Lampuki Awali Kemeriahan Sastra Aceh

dimuat di Harian Waspada, Minggu 26 Juni 2011.
Lampuki, Nover Terbaru
SEPANJANG perjalanan sastra yang diketahui secara umum di Aceh, hampir tidak ada yang terlalu menonjol. Awal tahun ini, tepatnya 17 Januari silam, Lampuki, novel karya Arafat Nur muncul secara mengejutkan setelah dinobatkan sebagai pemenang unggulan Sayembara Menulis Novel Dewan Kesenian Jakarta (DKJ) 2010, yang merupakan ajang paling tua dan paling bergengi di Indonesia.

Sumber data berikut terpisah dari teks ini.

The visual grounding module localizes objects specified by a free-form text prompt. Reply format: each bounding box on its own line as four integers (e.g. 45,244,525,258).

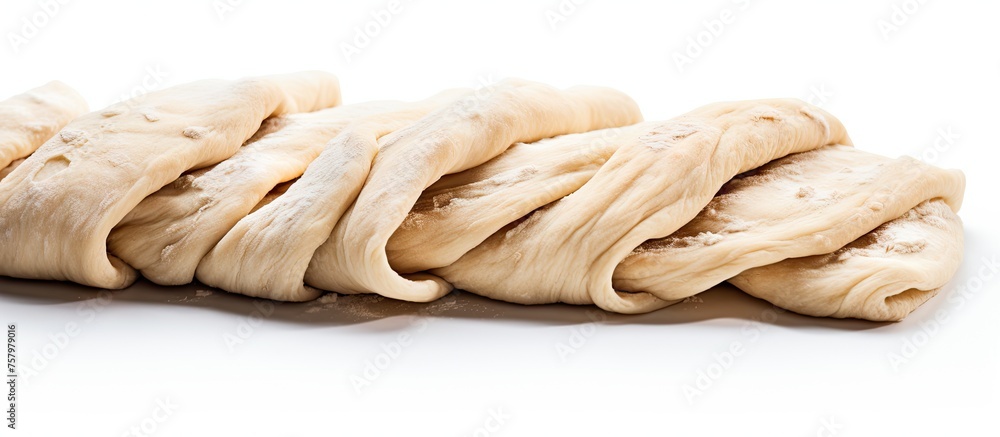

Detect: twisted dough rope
109,90,468,286
0,76,966,321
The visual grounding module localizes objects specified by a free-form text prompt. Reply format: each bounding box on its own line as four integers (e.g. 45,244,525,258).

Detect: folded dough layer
109,94,459,286
614,145,966,301
0,72,341,289
386,126,624,273
729,199,963,321
0,81,88,170
434,99,850,314
194,90,470,301
302,79,645,303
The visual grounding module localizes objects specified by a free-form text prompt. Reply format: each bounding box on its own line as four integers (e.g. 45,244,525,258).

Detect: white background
1,0,998,436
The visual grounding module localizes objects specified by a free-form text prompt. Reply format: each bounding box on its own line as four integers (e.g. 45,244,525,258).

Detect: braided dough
194,90,471,300
110,92,461,286
436,100,850,313
0,72,341,289
304,79,644,302
0,74,968,321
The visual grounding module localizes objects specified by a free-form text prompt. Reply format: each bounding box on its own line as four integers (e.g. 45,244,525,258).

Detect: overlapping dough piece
387,126,625,273
194,90,470,300
614,145,966,301
435,99,850,314
302,79,644,303
1,81,88,171
730,199,963,321
0,72,341,289
109,92,461,286
395,118,963,320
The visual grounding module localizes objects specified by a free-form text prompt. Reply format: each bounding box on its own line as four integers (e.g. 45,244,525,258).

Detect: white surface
1,0,998,435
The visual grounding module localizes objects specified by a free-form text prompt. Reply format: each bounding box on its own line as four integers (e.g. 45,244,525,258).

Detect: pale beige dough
194,90,470,301
387,126,624,273
303,79,644,303
0,72,341,289
389,135,963,321
0,158,25,181
109,93,459,286
614,145,966,301
729,199,964,321
0,77,969,322
0,81,88,170
434,99,850,314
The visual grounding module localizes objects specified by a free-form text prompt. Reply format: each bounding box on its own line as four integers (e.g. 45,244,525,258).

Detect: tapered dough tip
396,273,455,303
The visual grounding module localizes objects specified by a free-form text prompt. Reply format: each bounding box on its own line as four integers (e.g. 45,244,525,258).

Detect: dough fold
194,90,470,300
0,81,88,171
109,94,459,286
729,200,963,321
304,79,645,302
614,145,965,302
435,99,850,313
0,72,341,289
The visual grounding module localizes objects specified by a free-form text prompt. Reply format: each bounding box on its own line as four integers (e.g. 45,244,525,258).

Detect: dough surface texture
0,81,88,171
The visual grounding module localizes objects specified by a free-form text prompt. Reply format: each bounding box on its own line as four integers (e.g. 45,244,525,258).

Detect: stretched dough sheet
0,72,341,289
0,81,88,170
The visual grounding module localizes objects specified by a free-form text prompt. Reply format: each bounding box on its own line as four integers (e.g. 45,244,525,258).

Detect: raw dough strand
730,200,964,321
0,72,341,289
614,145,966,304
194,89,472,301
435,99,850,314
304,79,644,303
109,93,462,286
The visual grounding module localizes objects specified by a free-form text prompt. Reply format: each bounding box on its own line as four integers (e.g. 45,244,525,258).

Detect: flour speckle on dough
182,126,210,139
59,130,83,143
640,121,705,150
101,108,124,117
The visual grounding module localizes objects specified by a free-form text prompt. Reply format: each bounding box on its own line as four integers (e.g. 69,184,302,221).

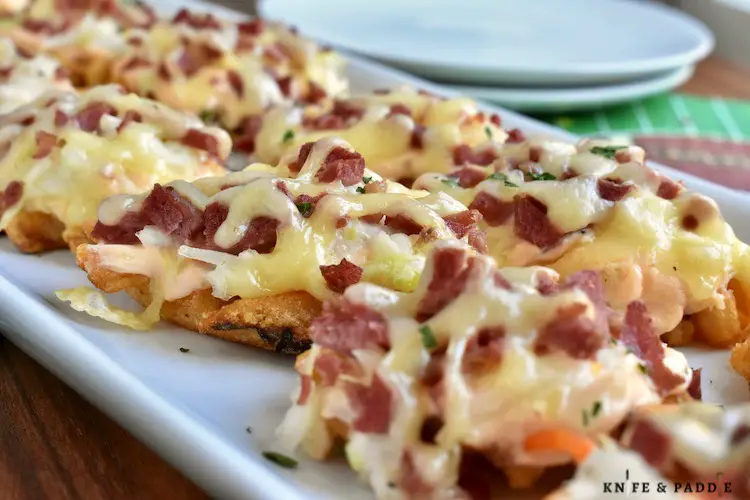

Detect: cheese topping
0,84,229,243
278,241,692,499
0,0,150,85
413,138,750,334
251,86,507,179
0,38,71,114
65,138,484,330
622,402,750,475
111,13,347,131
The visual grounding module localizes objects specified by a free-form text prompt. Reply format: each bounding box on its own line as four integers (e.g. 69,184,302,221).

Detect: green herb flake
356,186,366,194
295,202,313,217
487,172,518,187
179,347,189,353
419,325,437,350
590,145,628,160
638,363,649,375
362,176,372,184
528,172,557,181
440,178,459,188
484,126,492,139
281,129,295,143
199,110,217,124
591,401,602,418
263,451,298,469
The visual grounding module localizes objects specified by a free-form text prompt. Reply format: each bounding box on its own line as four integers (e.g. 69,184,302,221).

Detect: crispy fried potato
504,466,545,489
49,46,113,87
692,291,747,348
3,209,91,253
662,319,695,347
729,278,750,327
2,155,223,254
77,245,321,353
4,209,66,253
731,339,750,381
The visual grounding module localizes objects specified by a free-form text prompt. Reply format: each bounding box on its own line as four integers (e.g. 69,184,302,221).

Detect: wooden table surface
1,27,749,500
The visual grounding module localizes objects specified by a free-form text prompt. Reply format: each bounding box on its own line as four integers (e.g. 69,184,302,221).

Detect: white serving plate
449,65,695,113
0,2,747,500
261,0,714,86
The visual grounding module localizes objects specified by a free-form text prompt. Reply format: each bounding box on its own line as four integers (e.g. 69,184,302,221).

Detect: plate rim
261,0,715,85
449,65,696,111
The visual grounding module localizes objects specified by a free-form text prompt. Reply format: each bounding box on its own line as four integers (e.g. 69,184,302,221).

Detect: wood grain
680,57,750,100
0,336,208,500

       Lampuki yang secara terhormat diterbitkan PT Serambi Semesta, salah satu penerbit buku berkualitas yang banyak menerbitkan buku-buku karangan penulis dunia, mampu mengangkat sastra penulis Aceh ke tengah-tengah lingkup nasional yang lebih luas. Dan Arafat adalah penulis satu-satunya sepanjang sejarah, bahwa dialah penulis Aceh pertama yang memenangkan sayembara yang paling bergensi dan banyak mendapatkan sorotan ini.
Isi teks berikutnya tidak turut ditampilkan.